Artist’s Palate: Ed Ruscha’s cactus omelette
You can never be sure when you ask Ed Ruscha about his favourite foods if he means to eat them or work with them. In his 1970 print series News, Mews, Pews, Stews, Dues, he used cherry pie filling and chocolate syrup in place of inks, his 1969 portfolio Stains featured egg yolk and red wine, and his famous Hollywood sign screen print saw beluga caviar being painstakingly pushed through a silkscreen. In fact, he has given us a recipe with the kind of strong SoCal resonance you would expect from the artist who produced Every Building on the Sunset Strip. His work is imbued with the landscape of his adopted state and so, it appears, is his culinary repertoire. Bet they don’t eat a lot of nopales – the edible, fleshy pads of the nopal cactus – in his hometown of Omaha, Nebraska.
Omelette pan or similar type pan with rounded bottom
Wire whisk or fork
2 tbsp small curd cottage cheese
2 eggs from any farm
2 tbsp diced celery
3 tbsp diced cactus (Nopalitos, usually sold in jars in jars in international food section of grocery)
1 tbsp sweet butter
Break eggs into bowl. Slightly under-mix with whisk or fork. Heat butter until it bubbles and begins to turn brown. Add eggs and let them sit in the pan until bottom begins to harden. At this point, lift the edges ever so slightly, so that the runny top layer can slip under on all sides.

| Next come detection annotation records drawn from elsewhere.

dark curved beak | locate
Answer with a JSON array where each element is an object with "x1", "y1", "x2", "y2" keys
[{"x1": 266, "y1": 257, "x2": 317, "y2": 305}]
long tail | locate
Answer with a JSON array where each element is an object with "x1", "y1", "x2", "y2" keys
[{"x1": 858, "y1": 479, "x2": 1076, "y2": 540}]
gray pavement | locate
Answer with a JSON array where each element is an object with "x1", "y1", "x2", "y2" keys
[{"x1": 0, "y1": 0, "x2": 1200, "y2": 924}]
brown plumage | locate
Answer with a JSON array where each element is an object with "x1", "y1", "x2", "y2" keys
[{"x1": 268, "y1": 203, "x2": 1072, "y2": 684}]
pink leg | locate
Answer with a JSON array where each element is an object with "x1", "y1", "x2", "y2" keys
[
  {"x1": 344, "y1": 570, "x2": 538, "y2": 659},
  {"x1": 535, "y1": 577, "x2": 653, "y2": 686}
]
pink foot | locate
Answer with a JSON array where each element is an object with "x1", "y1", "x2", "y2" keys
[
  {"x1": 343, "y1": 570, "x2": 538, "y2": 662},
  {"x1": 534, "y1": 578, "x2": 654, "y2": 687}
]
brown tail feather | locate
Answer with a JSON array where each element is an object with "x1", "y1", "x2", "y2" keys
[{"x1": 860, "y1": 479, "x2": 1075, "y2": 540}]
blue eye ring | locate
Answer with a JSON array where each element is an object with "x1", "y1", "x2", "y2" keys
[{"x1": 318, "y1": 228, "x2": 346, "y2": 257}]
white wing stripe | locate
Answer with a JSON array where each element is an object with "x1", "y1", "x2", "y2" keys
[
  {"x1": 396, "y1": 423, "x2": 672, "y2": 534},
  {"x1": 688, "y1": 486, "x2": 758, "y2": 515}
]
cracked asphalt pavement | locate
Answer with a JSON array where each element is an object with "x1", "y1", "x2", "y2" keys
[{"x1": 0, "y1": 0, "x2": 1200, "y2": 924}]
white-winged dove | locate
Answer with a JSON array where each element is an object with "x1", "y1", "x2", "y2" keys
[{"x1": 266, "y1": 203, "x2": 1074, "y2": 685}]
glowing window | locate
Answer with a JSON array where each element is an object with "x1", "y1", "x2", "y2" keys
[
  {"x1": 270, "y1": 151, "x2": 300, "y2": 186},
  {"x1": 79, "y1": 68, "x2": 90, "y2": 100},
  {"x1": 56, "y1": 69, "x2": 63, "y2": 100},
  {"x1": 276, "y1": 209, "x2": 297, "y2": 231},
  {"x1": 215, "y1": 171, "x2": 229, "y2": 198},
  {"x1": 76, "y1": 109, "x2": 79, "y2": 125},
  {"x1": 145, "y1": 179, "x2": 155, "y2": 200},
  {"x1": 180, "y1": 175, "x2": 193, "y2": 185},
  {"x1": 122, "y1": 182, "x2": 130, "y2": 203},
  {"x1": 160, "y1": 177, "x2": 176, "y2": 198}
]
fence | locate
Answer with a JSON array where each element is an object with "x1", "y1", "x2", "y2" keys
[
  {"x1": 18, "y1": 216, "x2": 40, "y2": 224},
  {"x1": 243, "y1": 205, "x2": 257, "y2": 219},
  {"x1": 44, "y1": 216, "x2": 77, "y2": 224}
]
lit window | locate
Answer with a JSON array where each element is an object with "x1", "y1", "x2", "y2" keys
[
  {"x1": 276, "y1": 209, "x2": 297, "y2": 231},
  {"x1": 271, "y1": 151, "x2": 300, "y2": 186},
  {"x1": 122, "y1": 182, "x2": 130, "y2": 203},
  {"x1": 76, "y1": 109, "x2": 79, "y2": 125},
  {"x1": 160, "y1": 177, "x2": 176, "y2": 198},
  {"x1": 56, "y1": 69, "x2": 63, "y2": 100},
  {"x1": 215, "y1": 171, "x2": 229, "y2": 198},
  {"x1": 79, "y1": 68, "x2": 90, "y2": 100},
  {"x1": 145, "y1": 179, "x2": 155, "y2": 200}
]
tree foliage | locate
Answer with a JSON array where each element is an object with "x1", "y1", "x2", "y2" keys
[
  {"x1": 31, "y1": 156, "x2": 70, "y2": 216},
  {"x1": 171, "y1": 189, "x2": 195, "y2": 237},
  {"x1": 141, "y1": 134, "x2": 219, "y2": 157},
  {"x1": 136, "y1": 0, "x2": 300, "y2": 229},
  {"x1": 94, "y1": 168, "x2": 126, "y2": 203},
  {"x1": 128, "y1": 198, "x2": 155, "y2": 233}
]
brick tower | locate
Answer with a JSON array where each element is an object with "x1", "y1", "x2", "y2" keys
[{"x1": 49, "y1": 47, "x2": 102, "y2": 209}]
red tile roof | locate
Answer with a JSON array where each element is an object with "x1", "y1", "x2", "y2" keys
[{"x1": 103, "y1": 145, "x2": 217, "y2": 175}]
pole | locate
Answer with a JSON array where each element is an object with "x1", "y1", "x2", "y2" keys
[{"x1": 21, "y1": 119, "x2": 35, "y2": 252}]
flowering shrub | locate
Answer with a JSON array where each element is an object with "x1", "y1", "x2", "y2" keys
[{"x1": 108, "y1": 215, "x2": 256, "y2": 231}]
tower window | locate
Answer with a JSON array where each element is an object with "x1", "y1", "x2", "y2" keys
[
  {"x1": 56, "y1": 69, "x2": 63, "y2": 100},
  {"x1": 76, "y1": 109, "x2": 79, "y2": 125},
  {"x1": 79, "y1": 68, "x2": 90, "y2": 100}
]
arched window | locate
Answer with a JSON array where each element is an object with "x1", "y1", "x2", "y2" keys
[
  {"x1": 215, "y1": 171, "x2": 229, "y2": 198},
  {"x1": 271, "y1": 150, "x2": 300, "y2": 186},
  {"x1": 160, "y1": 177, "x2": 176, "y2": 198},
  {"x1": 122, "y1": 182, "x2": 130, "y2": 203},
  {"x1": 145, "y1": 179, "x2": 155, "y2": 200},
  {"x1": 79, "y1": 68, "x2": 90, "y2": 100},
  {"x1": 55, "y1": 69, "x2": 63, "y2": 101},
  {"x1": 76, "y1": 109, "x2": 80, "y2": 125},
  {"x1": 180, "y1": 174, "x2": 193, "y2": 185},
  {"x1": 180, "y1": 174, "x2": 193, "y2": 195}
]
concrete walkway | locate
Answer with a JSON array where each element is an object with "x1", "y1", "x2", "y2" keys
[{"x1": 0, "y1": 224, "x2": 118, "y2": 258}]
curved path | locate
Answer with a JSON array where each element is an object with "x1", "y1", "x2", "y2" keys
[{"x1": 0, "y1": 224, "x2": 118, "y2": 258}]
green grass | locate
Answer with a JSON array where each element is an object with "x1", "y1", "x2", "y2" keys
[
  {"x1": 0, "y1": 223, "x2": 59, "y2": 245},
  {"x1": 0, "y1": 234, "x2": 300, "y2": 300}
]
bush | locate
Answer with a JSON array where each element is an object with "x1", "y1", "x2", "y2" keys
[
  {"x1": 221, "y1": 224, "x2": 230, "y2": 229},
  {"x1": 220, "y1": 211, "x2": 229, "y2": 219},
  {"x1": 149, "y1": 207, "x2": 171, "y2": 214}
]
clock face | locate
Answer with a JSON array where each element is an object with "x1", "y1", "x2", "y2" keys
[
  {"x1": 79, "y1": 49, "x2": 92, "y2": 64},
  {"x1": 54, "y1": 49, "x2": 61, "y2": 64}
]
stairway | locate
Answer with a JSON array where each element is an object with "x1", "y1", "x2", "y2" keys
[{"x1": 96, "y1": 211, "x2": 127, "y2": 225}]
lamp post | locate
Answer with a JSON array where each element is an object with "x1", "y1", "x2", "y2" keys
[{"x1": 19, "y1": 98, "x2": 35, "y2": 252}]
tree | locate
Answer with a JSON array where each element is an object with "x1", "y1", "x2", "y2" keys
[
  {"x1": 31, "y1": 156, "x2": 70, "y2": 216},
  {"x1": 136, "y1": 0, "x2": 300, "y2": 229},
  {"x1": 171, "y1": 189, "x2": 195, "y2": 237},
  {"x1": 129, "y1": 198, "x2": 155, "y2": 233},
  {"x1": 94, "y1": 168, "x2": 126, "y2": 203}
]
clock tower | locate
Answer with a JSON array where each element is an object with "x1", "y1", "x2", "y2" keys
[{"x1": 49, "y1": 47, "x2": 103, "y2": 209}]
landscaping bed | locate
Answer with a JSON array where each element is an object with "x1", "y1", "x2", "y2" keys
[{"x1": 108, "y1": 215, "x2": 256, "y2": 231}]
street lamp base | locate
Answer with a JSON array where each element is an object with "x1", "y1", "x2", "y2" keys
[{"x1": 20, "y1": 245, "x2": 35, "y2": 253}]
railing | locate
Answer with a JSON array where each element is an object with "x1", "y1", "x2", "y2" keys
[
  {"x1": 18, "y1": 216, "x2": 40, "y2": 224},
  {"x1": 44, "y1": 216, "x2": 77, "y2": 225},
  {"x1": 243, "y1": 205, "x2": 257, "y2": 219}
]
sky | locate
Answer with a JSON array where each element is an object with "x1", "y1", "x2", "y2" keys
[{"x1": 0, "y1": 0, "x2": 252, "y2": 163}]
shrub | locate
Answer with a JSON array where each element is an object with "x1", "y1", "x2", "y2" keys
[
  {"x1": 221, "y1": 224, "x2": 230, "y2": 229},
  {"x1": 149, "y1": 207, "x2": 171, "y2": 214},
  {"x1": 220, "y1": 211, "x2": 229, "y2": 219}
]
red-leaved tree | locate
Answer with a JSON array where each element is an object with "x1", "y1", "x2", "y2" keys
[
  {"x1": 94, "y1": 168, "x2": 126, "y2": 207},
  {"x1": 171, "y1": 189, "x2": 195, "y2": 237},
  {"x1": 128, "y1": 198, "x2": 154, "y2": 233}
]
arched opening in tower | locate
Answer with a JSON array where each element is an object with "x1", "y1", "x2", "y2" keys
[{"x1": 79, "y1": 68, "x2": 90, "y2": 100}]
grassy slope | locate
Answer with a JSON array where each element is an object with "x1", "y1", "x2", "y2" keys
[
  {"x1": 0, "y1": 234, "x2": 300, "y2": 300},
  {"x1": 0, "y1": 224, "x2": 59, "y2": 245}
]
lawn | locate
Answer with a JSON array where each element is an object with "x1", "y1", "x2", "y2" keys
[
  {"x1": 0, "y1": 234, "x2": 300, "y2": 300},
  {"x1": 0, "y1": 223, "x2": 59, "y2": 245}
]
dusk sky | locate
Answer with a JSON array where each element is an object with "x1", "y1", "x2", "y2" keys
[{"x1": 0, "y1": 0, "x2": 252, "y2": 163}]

As soon as this sets, but while the top is still moist, add the salt, pepper and cottage cheese in a line down the centre, as you will be golding the omelette in half. Sprinkle the celery on top of the cottage cheese, followed be the Nopalitos. Fold the empty side over so that it produces a half circle. Let the omelette set for about one minute over low heat. Roll omelette out of pan and onto plate.